While scouting is by no means easy, some of these events help to alleviate some of the stress for scouting departments.

"The biggest pro is obviously having numerous good players in one environment," a National League scout said. "You have the chance to see good matchups. You get to see better hitters face better pitchers and there are lots of players in one spot so the competition is elevated."

But, teams take the bad with the good.

"Kids aren't learning how to play baseball," the NL scout said. "They're learning how to throw to a gun and hit a good BP. A lot of the little things are being lost. They're not playing games anymore. They're also losing the fact of playing with teammates and winning and losing together. It's becoming an 'I' game."

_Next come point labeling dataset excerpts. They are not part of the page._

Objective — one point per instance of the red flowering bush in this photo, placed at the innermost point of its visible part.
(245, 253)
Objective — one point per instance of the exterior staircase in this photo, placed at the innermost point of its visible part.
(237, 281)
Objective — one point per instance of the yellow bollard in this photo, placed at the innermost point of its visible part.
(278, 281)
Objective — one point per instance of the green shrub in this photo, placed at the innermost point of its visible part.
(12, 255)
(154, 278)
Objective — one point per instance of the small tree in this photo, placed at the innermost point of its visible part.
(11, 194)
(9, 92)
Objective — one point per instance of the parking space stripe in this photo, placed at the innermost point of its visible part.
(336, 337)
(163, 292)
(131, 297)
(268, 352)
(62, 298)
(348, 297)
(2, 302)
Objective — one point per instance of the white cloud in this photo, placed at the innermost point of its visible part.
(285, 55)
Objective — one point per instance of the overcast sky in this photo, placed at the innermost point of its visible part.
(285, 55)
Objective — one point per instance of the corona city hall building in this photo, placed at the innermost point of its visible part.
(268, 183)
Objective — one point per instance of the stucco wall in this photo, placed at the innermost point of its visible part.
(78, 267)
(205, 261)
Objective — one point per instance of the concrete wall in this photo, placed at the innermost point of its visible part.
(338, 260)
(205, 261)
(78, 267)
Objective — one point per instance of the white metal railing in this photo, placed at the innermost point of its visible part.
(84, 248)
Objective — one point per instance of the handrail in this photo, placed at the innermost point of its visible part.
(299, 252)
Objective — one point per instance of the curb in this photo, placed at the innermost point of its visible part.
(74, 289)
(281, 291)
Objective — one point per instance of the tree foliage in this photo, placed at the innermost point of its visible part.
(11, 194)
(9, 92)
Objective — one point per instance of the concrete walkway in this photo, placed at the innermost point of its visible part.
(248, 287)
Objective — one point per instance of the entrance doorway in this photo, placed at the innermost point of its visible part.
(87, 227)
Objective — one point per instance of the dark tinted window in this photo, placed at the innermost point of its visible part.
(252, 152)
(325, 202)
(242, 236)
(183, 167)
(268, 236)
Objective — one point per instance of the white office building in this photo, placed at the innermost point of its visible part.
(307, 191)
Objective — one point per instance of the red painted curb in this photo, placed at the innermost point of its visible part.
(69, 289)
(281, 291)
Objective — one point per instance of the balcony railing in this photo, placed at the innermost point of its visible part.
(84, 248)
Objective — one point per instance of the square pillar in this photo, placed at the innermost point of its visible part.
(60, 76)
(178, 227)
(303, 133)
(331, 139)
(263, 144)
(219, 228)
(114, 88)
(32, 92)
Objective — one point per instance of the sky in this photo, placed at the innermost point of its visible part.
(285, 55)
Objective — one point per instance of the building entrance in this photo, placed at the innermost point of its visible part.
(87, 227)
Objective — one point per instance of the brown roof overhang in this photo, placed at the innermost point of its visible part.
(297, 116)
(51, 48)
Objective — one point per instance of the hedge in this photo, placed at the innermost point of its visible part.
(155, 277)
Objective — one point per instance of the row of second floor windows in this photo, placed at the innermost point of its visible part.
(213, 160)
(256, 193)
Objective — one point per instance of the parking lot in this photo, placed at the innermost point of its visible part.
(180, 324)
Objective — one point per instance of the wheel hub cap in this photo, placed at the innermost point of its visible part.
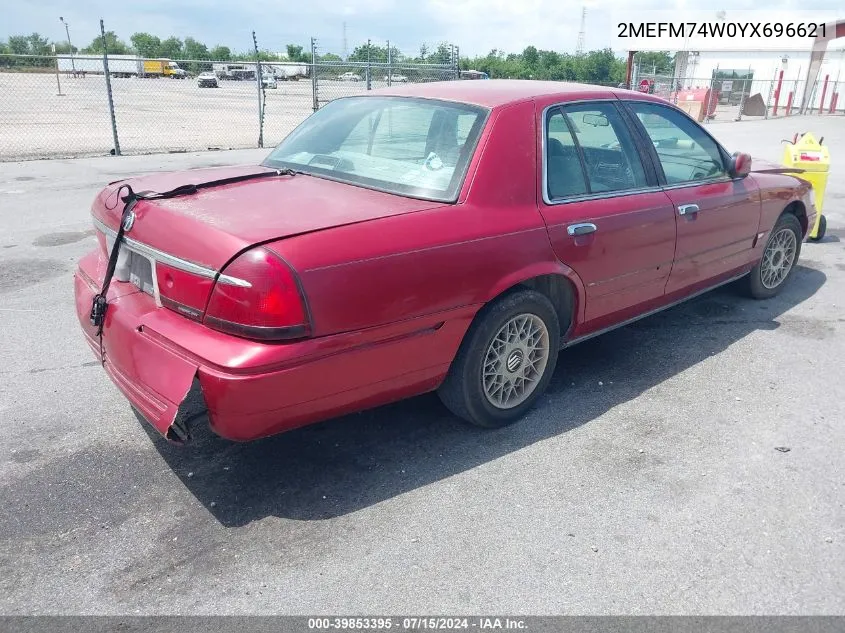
(515, 361)
(778, 258)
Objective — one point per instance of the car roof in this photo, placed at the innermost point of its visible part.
(493, 93)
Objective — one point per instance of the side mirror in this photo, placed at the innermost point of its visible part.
(740, 165)
(596, 120)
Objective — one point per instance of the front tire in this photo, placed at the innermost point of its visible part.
(780, 255)
(505, 361)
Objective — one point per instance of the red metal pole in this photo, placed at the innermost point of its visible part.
(629, 69)
(777, 93)
(824, 91)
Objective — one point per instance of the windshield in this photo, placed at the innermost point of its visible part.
(414, 147)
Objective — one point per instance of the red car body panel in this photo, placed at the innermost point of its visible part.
(213, 225)
(392, 284)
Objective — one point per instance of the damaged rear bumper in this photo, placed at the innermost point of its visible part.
(160, 383)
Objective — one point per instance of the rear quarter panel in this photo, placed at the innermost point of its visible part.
(776, 192)
(375, 273)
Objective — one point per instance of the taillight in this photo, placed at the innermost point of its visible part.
(182, 291)
(257, 296)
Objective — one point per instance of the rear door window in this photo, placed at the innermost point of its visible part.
(590, 150)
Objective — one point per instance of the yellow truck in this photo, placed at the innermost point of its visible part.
(121, 66)
(162, 68)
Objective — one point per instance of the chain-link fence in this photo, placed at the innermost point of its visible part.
(67, 106)
(742, 96)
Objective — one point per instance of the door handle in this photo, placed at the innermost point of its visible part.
(581, 229)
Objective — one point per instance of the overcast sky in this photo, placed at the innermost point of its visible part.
(477, 26)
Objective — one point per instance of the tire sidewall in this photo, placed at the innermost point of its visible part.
(521, 302)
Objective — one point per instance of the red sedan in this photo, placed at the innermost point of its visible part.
(448, 236)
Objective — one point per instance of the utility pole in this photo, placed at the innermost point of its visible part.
(316, 104)
(457, 62)
(70, 46)
(259, 75)
(369, 68)
(579, 48)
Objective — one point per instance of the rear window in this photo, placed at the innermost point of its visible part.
(407, 146)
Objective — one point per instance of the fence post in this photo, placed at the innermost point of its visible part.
(711, 94)
(58, 82)
(369, 68)
(457, 62)
(108, 89)
(769, 97)
(316, 104)
(259, 77)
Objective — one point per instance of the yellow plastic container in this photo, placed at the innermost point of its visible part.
(806, 153)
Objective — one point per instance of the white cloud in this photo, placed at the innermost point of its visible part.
(477, 26)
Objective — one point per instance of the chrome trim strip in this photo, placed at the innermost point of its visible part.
(587, 337)
(582, 228)
(171, 260)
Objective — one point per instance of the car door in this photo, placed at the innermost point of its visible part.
(717, 216)
(607, 217)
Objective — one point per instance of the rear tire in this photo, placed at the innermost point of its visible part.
(505, 361)
(780, 255)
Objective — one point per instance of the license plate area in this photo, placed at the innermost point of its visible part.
(135, 268)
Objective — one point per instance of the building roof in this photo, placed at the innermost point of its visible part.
(495, 92)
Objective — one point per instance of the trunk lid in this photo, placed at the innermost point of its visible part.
(211, 226)
(176, 247)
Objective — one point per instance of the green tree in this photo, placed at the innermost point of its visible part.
(220, 53)
(659, 62)
(171, 48)
(19, 45)
(192, 49)
(146, 45)
(38, 45)
(531, 57)
(63, 48)
(296, 54)
(115, 45)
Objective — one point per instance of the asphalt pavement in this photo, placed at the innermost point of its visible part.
(691, 463)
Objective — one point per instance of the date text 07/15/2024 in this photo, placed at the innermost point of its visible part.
(415, 623)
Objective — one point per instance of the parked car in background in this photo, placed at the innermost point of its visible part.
(207, 80)
(393, 244)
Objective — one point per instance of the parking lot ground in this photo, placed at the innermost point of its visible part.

Putting their talent on display against elevated competition helps a lot of the players seeking a scholarship or signing bonus. Wil Myers can attest to that. He was just drafted in the third round by Kansas City in June. They signed him for $2 million and he played for two short-season clubs before the regular season ended.

"They're definitely good to go to," Myers said of the events he attended. "Especially in my situation with a small private school there wasn't that great of competition. Being at a showcase allows you to play against the best talent in the country and show off your skills."

Lefthander Tyler Skaggs pitched in the Area Code Games, the World Wood Bat tournament in Jupiter and a few events at MLB's Urban Youth Academy last summer on his way to being a second-round selection by the Angels in June. He said the advanced competition prepared him for the next step.

"It helped me a lot because you're always playing the best players," Skaggs said. "You're basically facing the best hitters around and then when you come up to pro baseball, it's usually the best hitters here and in college, so it gets you ready for that."

Skaggs said he was never worried about the risk of injury.

"If you think about it, most of the showcases you only throw to about five batters, so it's really not too bad," he said. "Area Codes, you kind of stretch it out a bit, but actually it's fun. It's not going to hurt your arm. It helped me a lot. It put me on the map."